Ninja Gaiden II, the long-awaited true sequel to one of my favorite titles on the original Xbox, wasn’t as good as its predecessor, but that’s like comparing deep-fried Snickers. What’s on display is a tasty morsel that simply continues the fight the original game started. It might not bound beyond its predecessor in terms of graphics and gameplay, but it does provide another large bite of bone crushing, over-the-top action, which truly satisfies.

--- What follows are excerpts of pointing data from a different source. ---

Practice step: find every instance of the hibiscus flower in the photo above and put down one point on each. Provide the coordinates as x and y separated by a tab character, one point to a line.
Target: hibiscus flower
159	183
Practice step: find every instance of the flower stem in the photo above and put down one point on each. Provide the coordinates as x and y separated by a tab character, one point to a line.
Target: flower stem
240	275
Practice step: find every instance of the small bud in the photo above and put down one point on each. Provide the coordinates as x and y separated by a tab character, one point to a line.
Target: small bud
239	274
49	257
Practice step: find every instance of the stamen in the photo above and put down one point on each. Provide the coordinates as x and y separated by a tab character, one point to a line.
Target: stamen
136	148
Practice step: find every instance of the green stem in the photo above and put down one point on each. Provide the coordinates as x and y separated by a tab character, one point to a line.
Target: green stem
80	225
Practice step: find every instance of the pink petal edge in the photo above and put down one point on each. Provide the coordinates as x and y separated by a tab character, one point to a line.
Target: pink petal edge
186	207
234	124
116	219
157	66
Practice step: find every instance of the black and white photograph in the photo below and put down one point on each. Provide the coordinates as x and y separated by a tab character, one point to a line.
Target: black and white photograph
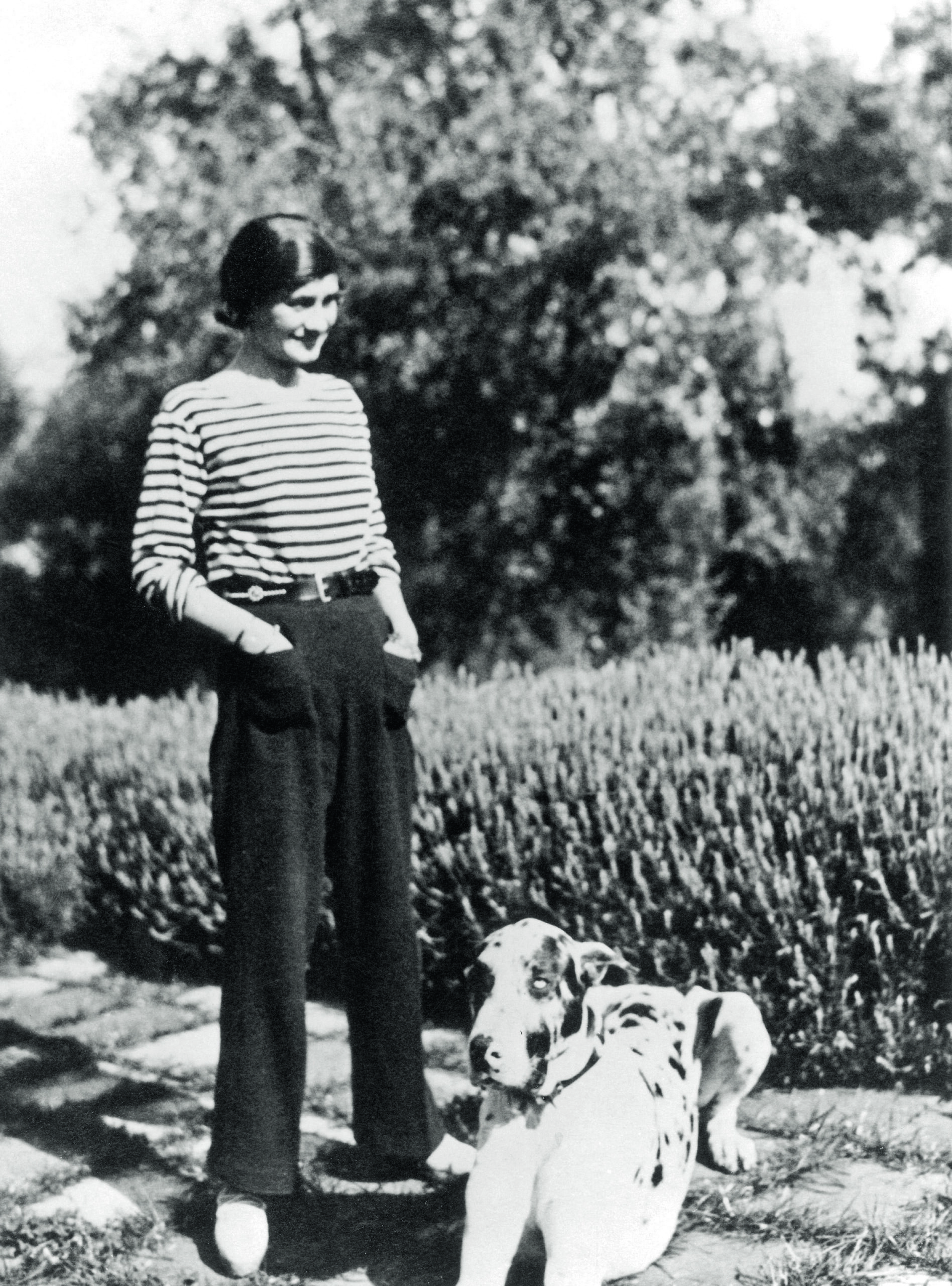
476	642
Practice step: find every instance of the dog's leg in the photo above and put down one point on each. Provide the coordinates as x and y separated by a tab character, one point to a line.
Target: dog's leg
734	1047
499	1193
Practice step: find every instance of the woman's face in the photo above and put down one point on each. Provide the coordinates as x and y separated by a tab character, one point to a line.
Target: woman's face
292	331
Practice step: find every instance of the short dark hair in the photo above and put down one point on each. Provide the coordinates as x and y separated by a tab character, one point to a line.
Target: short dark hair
266	259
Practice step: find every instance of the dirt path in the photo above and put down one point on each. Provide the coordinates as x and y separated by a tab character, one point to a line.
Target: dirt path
106	1099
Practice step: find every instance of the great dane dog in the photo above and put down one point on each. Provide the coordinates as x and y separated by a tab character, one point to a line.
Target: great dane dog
601	1092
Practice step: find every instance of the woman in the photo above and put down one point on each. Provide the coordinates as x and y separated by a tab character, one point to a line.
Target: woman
311	762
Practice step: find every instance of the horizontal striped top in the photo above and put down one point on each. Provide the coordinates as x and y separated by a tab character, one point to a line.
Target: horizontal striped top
281	481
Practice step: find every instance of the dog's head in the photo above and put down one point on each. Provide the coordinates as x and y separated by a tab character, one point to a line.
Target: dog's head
532	1027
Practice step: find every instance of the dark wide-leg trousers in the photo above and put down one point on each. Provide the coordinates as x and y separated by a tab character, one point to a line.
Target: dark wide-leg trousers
332	793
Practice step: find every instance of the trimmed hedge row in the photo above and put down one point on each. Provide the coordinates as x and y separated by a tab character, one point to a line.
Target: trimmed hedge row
721	817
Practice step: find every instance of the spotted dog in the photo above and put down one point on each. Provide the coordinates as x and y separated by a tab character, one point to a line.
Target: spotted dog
601	1092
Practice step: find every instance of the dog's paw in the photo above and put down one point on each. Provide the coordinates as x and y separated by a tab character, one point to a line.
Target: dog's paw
724	1149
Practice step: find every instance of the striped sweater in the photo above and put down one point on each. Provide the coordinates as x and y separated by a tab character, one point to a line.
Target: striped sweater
281	481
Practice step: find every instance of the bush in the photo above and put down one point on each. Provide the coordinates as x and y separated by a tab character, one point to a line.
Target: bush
723	818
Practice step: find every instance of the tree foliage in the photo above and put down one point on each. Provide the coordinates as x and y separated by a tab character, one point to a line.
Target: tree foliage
563	222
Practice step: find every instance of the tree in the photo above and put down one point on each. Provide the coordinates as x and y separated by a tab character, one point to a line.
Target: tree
568	221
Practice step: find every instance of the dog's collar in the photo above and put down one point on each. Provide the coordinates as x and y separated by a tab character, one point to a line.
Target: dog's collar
563	1085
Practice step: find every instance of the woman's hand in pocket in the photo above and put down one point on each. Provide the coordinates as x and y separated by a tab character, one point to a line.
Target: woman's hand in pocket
275	688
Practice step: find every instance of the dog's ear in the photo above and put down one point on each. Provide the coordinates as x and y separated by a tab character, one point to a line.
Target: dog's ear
598	965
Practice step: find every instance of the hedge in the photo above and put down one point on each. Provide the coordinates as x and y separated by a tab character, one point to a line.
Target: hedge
720	817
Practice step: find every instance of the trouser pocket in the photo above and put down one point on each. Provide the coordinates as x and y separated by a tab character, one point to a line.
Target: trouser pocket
399	682
275	690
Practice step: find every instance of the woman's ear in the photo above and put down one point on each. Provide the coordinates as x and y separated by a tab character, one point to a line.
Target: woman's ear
598	965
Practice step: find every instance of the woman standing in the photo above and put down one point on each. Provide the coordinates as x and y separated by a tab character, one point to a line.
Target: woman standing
311	762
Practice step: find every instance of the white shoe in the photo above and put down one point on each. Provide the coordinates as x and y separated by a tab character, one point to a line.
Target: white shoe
241	1232
451	1156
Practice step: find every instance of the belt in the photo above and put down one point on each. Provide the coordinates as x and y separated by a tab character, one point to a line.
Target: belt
301	589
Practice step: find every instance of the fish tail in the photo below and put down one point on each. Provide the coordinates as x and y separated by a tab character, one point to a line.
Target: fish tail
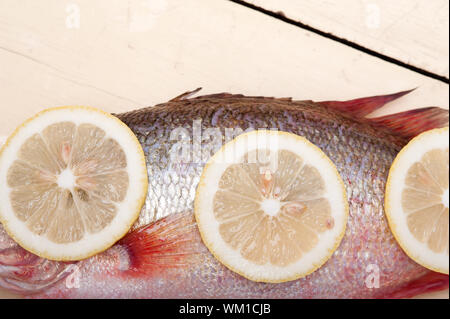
413	122
429	282
171	242
360	108
407	124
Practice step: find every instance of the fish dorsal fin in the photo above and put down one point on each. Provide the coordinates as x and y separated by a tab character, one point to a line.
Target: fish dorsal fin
360	108
186	95
413	122
170	242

On the Wii, Nintendo finally launched WiiWare, its long awaited answer to XBLA, and with it, they released my favorite game on the system this year, LostWinds. LostWinds is a classic 2D platformer gussied up with some three-dimensional effects and brought to vibrant life through the expert application of the Wii-specific motion controls. This is the reason gamers like myself bought the Wii — to garner new gameplay experiences. While LostWinds appears similar to platformers of old, the Wiimote really enhances the game, as the player wields their wand to create gusts of winds that propel their avatar through a lush fantasy and utilize these abilities to solve an escalating series of brain teasers. The knock against LostWinds is that it ends just as its potential is tapped, but knowledge that this is merely a prologue to a greater adventure leaves me hoping the winds blow this way again soon.
Finally, the PS3 plays host to the absolute best game of the last six months and, most likely, the year with the release of Hideo Kojima’s Metal Gear Solid 4: Guns of the Patriots. In MGS4, Kojima brings the 10-year Solid series to a satisfying close and ties down every loose tether in the full Metal Gear mythology. With this latest, and last, Solid Snake adventure, Kojima refines the gameplay he crafted, bringing every innovation he’s pioneered in the tactical espionage action arena to the absolute apex of perfection, providing innumerable ways for players to navigate his beautiful warzones.
His greatest achievement is his trailblazing approach to game narrative. In MGS4, Kojima layers in real-time cut scenes that segue way to gameplay and vice-versa, thereby blending the definition of what it means to play a game or watch a movie. In Kojima’s universe, the two separate actions and entertainments are a symbiotic whole, his games are meant to be absorbed and reflected upon. As contemplative as his themes are, the guy also knows how to entertain, offering up a rollicking adventure that kicks most summer blockbusters to the curb.
There’s a lot of talk that Kojima should just head to Hollywood and direct movies. No way. We can’t afford to lose this guy. The work Kojima has done to merge mediums, to blend and bend genres, to erase the lines the separate cinematic fiction from gameplay will shape our experiences to come. Kojima is a real pioneer, pushing ever forward into uncharted lands, and his work to remap the game world is vital to its continued existence. Kojima is a master in his craft, forever furthering the argument of games as art. Metal Gear Solid 4: Guns of the Patriots is his masterpiece.
And I think he’s just getting started.